Warner Bros. Discovery shares were down 6% at the close of trading Wednesday, on the heels of the company’s expansive presentation of its plans to overhaul the HBO Max streamer.
WB Discovery shares have been battered over the past year as the company dealt with post-merger cost-cutting and management realignment. On Wednesday, the stock fell 5.8% to $14.05 on what was a down day overall for the market and a down day for most of WB Discovery’s media rivals, including Disney (down 2.5%), Paramount Global (3.3%) and Netflix (down 2%).
The Dow Jones index fell a modest 38.2 points while the Nasdaq dropped 102 points, or 1%. The hourlong WB Discovery presentation was held during trading hours, at 10 a.m. PT on the Warner Bros. lot in Burbank. Wall Street’s verdict on WB Discovery’s plans is still not in, but the immediate reaction of investors indicates that the company still has a long road ahead in sorting out its profit centers in the age of streaming.
WB Discovery stock was pushed below the $10 threshold toward the end of last year as the company grappled with internal restructuring and the new regime’s intent to change the strategic course for its core TV and film assets. WB Discovery shares perked up a bit in January and have hovered around the $14-$16 range ever since.

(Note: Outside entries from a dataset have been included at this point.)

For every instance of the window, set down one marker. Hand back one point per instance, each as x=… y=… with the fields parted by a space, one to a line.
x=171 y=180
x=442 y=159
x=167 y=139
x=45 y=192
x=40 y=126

WB Discovery CEO David Zaslav and his core team detailed the plans to relaunch the three-year-old HBO Max platform as simply “Max” as of May 23. The executives raised the curtain on a combined service that showcases the prime assets of HBO, Turner and the Discovery suite of lifestyle channels. Also confirmed were plans for a slew of new shows tied to existing brands, including a highly ambitious 10-year plan for seven seasons of “Harry Potter” drama series, one for each of the original novels and another spinoff of the Warner Bros. TV-produced sitcom juggernaut “The Big Bang Theory,” which aired on CBS from 2007 to 2019.